- Born: Toby Warren Scott October 30, 1948 (age 77)
- Education: Santa Barbara City College
- Occupations: Music recording engineer, mixer, record producer
- Employer: Thrill Hill Recording 1982-2017
- Organization(s): Cabin 6, Inc., Toby Scott Productions Inc
- Honours: 20 Platinum Records^{[citation needed]}
- Website: tobyscottaudio.com

= Toby Scott =

American record producer

Toby Warren Scott is an American record producer, engineer and sound mixer. In addition to serving as an engineer on 18 Bruce Springsteen albums and numerous live performances, Scott has also recorded artists including Bob Dylan, Natalie Merchant, Steve Perry, Bette Midler, Blue Öyster Cult, Alison Goldfrapp, Tommy Tutone and Little Steven & The Disciples Of Soul.

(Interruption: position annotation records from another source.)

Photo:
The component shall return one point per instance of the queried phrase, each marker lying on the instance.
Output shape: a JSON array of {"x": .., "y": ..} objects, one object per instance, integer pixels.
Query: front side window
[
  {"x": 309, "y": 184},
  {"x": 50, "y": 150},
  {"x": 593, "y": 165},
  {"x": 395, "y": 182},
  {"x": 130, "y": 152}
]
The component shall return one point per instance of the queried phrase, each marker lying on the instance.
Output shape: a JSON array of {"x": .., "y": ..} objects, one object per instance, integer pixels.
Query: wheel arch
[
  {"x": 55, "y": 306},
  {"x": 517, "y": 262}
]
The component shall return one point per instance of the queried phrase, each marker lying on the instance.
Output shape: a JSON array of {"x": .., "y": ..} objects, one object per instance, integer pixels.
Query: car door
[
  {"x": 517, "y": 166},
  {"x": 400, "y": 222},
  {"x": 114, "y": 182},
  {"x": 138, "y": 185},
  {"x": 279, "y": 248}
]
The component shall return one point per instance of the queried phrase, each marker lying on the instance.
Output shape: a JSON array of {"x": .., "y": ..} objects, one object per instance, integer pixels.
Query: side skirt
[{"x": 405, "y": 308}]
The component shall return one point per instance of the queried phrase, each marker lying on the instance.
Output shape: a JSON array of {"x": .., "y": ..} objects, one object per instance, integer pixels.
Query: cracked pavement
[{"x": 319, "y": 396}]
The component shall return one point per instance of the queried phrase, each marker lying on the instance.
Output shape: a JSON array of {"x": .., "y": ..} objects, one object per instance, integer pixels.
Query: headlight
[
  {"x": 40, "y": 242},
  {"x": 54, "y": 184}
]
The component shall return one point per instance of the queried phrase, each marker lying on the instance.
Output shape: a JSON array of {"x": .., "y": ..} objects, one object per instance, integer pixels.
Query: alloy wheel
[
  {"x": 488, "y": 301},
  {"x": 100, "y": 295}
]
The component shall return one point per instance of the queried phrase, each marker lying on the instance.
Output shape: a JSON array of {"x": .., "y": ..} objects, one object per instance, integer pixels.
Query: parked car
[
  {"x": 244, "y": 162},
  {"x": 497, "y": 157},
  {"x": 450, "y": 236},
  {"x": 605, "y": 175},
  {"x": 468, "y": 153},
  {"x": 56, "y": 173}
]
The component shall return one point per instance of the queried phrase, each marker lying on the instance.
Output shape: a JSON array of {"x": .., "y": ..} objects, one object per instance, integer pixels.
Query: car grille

== Early life and music career ==
Born in 1948, Scott attended high school in Santa Barbara, California, where he began playing guitar and piano, and he later joined a rock band as bass player on the local garage and party circuit. He became a music major in college while continuing to play in bands, and started managing and producing several local acts, acquiring contracts and recording their music in studios. Scott moved to Los Angeles in 1975, where he was hired at Clover Studios. After two years, he had become the Chief Engineer and Co-Manager of Clover.

== Association with Bruce Springsteen ==
A milestone in Scott's career occurred in Spring 1978, when Chuck Plotkin asked him to remix a song for one of his clients, Bruce Springsteen, for Darkness on the Edge of Town. "After we spent one or two days on it, we sequenced the record and had it mastered", Toby recounted. The song, "Prove It All Night", was also released as the first single. Springsteen returned to Clover Studios with co-producer Plotkin in May 1980, to mix his fifth album, The River. Twenty-five songs were mixed for the album, plus additional tracks designated as "b-sides" for single releases. After the album was released, Springsteen asked Scott to perform the remote recording for 30 shows during the course of his 1980-81 US tour.
After mixing Gary U.S. Bonds' On the Line album in March 1982, for which Springsteen wrote seven songs and co-produced them with Steven Van Zandt, Scott was asked to fly to New York to mix Van Zandt's first album, Men Without Women, and to begin recording Springsteen's seventh album. "From noon until six, I was working at the Hit Factory, mixing Steve Van Zandt, and then from seven until one in the morning I was with Bruce at The Power Station, recording basic tracks", Scott explained. Eventually, Steve was so excited by the work Scott was doing with the mixes and the perspective, he wrote four more songs to record and mix, which extended Scott's trip to New York to four months. For the Nebraska album, Scott was tasked with transferring the Nebraska demos from a cassette Springsteen had carried in his pocket for three months, to a higher quality tape for mastering. "The album sounds the way it does because of all those factors, the multiple tapes, the dirty heads...it's all part of the overall atmosphere that Bruce liked about the songs", said Toby, after he had completed the task. Scott moved permanently to the Big Apple in the Fall of 1983. Recording sessions for Springsteen's seventh album extended to March 1984, finally released in June with the title, Born in the U.S.A.

Continuing independent projects in New York and Los Angeles, he also recorded many live Springsteen shows on tour during 1984–1985. In late 1986, Scott began putting together Thrill Hill Recording, a studio built inside a garage apartment in New Jersey. That was completed, and recording began on the Tunnel of Love in January 1987. By this time, both men acknowledged Scott's responsibilities were now devoted exclusively to Springsteen. While Springsteen took his band and entourage on the Tunnel of Love Express Tour in 1988, Scott headed to the Los Angeles and Beverly Hills to upgrade the Thrill Hill West facilities. Scott was responsible for selecting materials and electronics, hiring specialists, and jumping back on a plane anytime he was needed. On January 6, 1991, Scott established permanent residence in Whitefish, Montana, then continued commuting to the West or East Coasts to join Springsteen regularly. This association continued with his role evolving to include “Production Supervisor” on albums Springsteen used an alternate engineer. In addition, Scott continued directing the archiving of Springsteen's extensive audio and video catalog and mixing concerts for release as “The Archive Concert Series” for download from the Springsteen website.

== Current career ==
In late 2017, by mutual agreement, Scott parted company with Springsteen. Currently, Scott is a freelance engineer and mixer, working out of his Cabin 6 studio in Whitefish, Montana. He has recently mixed and recorded a number of artists in country, rock, pop, jazz and classical. He is currently involved in a film-scoring project that is soon to be completed at Skywalker Ranch.